Renovations: Purity

Ephesians 5:1-10
1 Follow God’s example, therefore, as dearly loved children 2 and walk in the way of love, just as Christ loved us and gave himself up for us as a fragrant offering and sacrifice to God.

3 But among you there must not be even a hint of sexual immorality, or of any kind of impurity, or of greed, because these are improper for God’s holy people. 4 Nor should there be obscenity, foolish talk or coarse joking, which are out of place, but rather thanksgiving. 5 For of this you can be sure: No immoral, impure or greedy person—such a person is an idolater—has any inheritance in the kingdom of Christ and of God. 6 Let no one deceive you with empty words, for because of such things God’s wrath comes on those who are disobedient. 7 Therefore do not be partners with them.

8 For you were once darkness, but now you are light in the Lord. Live as children of light 9 (for the fruit of the light consists in all goodness, righteousness and truth)10 and find out what pleases the Lord.

The idea of being pure is an old and outdated thought, at least to our 21st century minds tuned to social media, contemporary entertainment, and modern life.  We equate purity with all kinds of "isms" and intolerance (sexism, racism, ethnocentrism, and other prejudices). Purity from the perspective of the Bible,  however, is what should be expected of us, but this biblical purity looks very different from our modern culture's understanding of purity.

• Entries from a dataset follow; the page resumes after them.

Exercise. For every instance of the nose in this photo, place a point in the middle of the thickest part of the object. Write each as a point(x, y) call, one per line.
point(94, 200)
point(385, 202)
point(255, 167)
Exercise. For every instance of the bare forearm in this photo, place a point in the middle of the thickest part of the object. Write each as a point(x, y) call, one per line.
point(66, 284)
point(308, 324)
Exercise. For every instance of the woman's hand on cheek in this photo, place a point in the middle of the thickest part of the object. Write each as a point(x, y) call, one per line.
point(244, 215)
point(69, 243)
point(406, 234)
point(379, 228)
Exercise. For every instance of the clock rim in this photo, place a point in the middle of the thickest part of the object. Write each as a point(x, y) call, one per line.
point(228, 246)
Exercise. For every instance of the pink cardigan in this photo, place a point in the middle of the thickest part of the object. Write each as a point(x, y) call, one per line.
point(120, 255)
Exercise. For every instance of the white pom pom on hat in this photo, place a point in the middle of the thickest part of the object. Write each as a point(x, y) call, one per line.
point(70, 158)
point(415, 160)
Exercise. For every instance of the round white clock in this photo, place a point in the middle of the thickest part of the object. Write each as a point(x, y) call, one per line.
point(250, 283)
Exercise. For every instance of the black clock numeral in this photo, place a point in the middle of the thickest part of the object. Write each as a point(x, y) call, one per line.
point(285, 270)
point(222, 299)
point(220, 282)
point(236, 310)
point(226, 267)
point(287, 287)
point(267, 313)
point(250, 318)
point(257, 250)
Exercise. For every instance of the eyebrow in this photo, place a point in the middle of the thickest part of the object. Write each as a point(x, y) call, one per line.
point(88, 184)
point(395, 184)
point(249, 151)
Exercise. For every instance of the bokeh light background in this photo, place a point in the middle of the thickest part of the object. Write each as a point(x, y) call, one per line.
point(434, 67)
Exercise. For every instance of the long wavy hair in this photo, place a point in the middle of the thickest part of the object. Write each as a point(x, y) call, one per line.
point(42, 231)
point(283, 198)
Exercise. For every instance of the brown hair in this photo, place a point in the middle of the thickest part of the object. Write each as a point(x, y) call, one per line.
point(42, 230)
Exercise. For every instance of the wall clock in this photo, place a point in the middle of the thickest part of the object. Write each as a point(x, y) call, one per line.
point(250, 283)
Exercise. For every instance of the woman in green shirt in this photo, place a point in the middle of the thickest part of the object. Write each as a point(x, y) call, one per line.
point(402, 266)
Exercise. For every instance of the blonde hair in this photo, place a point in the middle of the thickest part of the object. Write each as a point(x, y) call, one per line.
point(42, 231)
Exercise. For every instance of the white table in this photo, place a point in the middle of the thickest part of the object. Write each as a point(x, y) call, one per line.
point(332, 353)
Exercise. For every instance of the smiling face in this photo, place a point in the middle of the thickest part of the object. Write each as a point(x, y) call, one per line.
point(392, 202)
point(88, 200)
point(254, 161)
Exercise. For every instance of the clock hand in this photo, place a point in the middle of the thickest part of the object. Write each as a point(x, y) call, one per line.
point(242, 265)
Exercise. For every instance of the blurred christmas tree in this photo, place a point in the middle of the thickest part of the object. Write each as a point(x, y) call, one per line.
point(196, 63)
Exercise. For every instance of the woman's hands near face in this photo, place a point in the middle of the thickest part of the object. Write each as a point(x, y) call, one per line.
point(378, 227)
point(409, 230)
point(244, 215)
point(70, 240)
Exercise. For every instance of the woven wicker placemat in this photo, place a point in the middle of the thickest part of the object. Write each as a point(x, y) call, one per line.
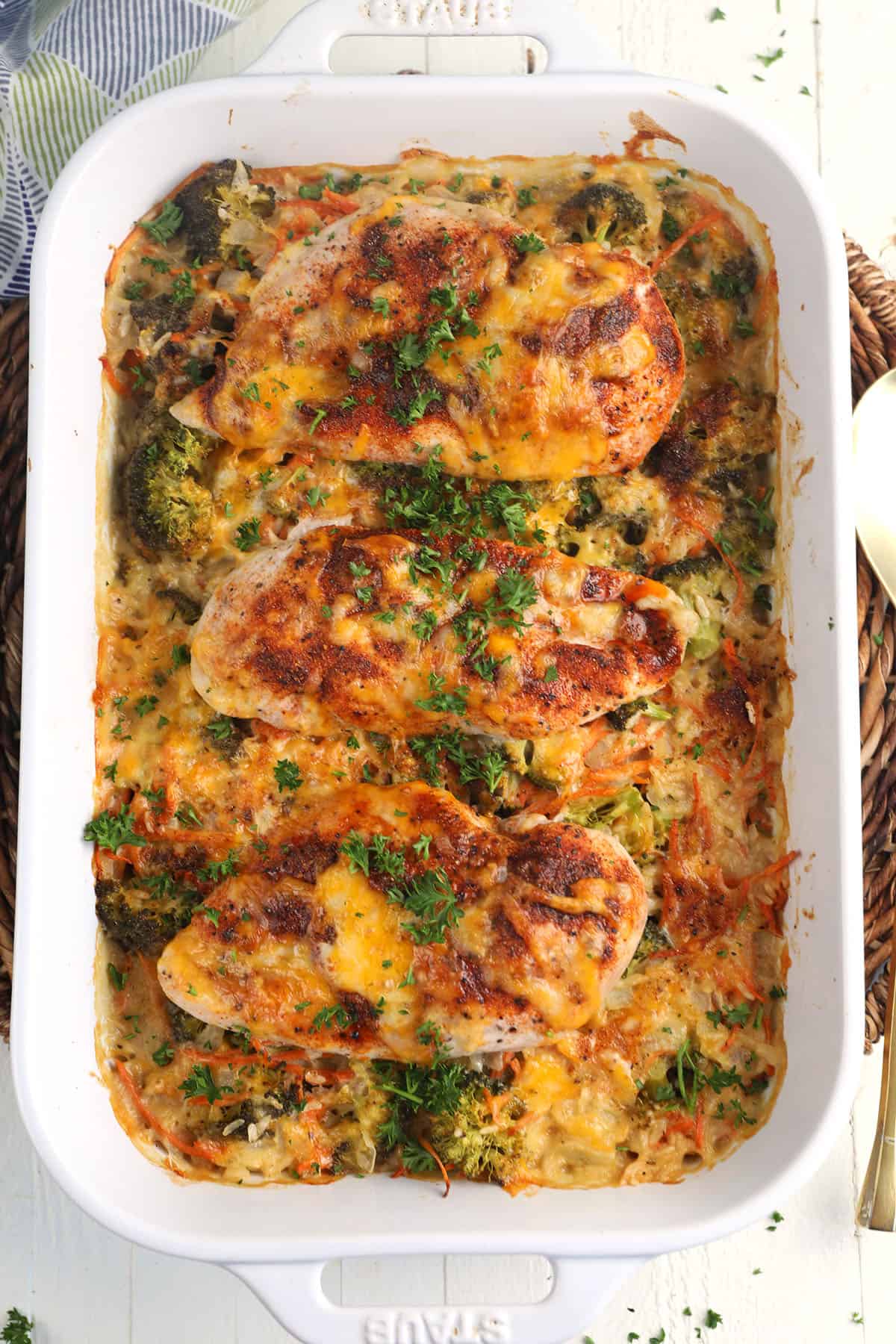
point(872, 304)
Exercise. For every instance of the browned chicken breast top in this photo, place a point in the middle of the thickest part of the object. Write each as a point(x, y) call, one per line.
point(414, 322)
point(398, 633)
point(394, 922)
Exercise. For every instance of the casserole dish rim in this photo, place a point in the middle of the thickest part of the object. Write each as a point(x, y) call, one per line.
point(307, 1245)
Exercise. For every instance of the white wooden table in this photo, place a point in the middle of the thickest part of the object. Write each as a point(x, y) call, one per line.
point(87, 1287)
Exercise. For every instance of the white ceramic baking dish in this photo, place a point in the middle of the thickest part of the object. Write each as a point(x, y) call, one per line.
point(279, 1238)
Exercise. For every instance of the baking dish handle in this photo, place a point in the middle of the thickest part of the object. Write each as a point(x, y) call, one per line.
point(305, 43)
point(294, 1295)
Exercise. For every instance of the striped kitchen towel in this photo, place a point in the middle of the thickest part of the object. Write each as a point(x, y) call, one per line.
point(66, 66)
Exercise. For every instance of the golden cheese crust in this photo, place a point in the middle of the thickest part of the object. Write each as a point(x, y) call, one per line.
point(394, 633)
point(465, 937)
point(415, 323)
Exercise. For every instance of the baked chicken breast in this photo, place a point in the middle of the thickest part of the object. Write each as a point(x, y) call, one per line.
point(414, 322)
point(394, 922)
point(393, 632)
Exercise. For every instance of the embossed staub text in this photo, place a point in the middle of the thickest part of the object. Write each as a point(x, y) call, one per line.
point(441, 1325)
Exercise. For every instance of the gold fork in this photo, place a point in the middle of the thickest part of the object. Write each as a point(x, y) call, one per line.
point(875, 472)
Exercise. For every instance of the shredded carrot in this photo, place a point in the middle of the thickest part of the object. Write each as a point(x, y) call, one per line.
point(429, 1148)
point(112, 378)
point(644, 588)
point(211, 1151)
point(340, 203)
point(117, 257)
point(668, 253)
point(778, 866)
point(768, 290)
point(699, 1128)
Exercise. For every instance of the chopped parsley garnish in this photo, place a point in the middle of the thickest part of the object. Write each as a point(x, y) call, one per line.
point(247, 535)
point(729, 287)
point(429, 895)
point(669, 228)
point(112, 830)
point(166, 223)
point(18, 1328)
point(199, 1082)
point(489, 355)
point(117, 979)
point(442, 700)
point(450, 745)
point(217, 871)
point(334, 1016)
point(528, 242)
point(287, 776)
point(417, 408)
point(735, 1016)
point(425, 625)
point(183, 289)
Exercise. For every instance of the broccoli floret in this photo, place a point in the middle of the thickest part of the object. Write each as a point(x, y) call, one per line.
point(203, 203)
point(736, 279)
point(144, 918)
point(652, 940)
point(187, 608)
point(166, 503)
point(626, 815)
point(469, 1140)
point(159, 315)
point(603, 211)
point(707, 564)
point(184, 1027)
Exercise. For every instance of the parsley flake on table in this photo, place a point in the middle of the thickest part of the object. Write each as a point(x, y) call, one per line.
point(18, 1328)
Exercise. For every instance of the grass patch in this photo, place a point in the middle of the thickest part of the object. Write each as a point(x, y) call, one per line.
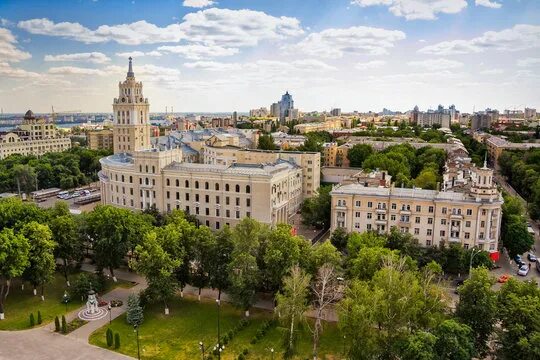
point(20, 303)
point(177, 335)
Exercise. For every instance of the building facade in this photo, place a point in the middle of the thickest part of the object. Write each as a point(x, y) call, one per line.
point(34, 137)
point(144, 173)
point(471, 218)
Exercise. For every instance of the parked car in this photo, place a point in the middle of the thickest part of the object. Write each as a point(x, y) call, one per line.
point(523, 270)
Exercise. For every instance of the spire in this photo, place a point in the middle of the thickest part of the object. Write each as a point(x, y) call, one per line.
point(130, 69)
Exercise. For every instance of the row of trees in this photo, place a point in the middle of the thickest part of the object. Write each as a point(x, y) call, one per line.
point(68, 169)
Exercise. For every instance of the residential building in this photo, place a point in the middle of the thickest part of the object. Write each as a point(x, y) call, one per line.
point(162, 172)
point(471, 218)
point(100, 139)
point(34, 136)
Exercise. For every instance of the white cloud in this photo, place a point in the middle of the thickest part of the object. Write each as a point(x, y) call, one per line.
point(8, 50)
point(519, 37)
point(528, 62)
point(10, 72)
point(237, 28)
point(213, 66)
point(488, 3)
point(140, 32)
point(93, 57)
point(136, 54)
point(417, 9)
point(370, 65)
point(196, 51)
point(436, 64)
point(334, 43)
point(198, 3)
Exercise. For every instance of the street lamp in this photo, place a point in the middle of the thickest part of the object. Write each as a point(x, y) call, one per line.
point(473, 254)
point(110, 313)
point(136, 329)
point(218, 301)
point(201, 346)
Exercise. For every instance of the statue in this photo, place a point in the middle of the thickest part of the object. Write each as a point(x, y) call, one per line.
point(91, 303)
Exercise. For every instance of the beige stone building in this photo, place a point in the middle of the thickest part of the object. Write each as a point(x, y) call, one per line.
point(149, 173)
point(34, 137)
point(471, 218)
point(100, 139)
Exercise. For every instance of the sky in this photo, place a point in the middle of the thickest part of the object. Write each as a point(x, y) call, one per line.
point(236, 55)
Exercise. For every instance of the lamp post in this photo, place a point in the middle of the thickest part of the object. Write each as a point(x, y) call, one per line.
point(136, 329)
point(201, 346)
point(110, 313)
point(218, 301)
point(473, 254)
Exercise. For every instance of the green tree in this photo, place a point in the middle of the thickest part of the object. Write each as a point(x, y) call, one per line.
point(14, 249)
point(358, 153)
point(477, 306)
point(519, 313)
point(42, 262)
point(157, 266)
point(134, 313)
point(69, 245)
point(292, 303)
point(266, 142)
point(455, 341)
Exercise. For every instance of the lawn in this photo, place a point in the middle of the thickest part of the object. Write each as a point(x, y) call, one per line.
point(177, 335)
point(20, 303)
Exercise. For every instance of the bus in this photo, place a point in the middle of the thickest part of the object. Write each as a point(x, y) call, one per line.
point(42, 195)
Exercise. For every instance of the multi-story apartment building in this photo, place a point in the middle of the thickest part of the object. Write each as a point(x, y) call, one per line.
point(471, 218)
point(144, 173)
point(34, 137)
point(100, 139)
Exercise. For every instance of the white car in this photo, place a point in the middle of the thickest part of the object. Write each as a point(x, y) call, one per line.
point(523, 270)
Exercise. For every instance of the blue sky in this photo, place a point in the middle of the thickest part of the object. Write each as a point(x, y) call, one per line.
point(204, 55)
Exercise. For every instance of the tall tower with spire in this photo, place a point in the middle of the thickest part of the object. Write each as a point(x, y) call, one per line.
point(131, 110)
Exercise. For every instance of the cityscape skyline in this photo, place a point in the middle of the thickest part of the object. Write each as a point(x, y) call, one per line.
point(361, 55)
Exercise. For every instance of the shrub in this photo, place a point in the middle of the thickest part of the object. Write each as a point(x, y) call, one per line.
point(109, 336)
point(116, 340)
point(56, 324)
point(64, 325)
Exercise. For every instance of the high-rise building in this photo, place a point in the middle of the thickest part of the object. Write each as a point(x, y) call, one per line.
point(286, 105)
point(131, 115)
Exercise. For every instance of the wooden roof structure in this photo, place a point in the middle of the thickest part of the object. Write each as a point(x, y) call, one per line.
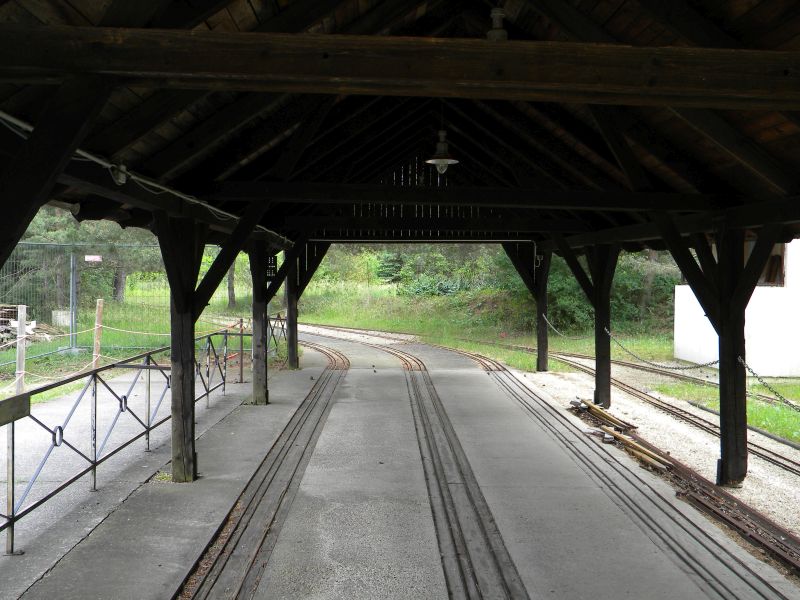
point(290, 124)
point(592, 117)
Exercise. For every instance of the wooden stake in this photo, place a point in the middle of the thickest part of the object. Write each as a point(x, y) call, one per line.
point(98, 333)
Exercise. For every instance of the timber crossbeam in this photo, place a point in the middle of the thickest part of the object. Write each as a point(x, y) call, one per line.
point(397, 66)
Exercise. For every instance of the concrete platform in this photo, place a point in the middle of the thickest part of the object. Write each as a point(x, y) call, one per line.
point(579, 520)
point(133, 539)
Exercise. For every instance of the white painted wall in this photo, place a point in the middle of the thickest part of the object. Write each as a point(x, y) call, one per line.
point(772, 324)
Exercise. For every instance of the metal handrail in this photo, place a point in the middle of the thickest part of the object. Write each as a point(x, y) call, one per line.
point(210, 360)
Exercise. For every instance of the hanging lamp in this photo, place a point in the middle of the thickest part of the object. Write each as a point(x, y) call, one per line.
point(442, 159)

The Bible's perspective of purity more closely aligns with words like holiness, righteousness, and sanctification than it does with "isms."  So when Paul calls for the Ephesians and other first century Christians to flee from impurity he is in fact calling for those Christians to live a life of holiness, righteousness, and sanctification.  John Wesley often referred to this life as a life of being "perfect in love."  

Our sermon series on Ephesians 4-5 entitled "Renovations" will conclude this Sunday with a strong and clear call to holiness.  God the Father calls us to holiness, God the Son sacrificed Himself to clear the path for holiness, and God the Holy Spirit lives in us to make us holy.  This call to holiness is not a call for more willpower or striving on our part.  It is a call to open ourselves up to God's transforming power and Spirit.  We don't need to strive to be better;  we need to allow God to be bigger.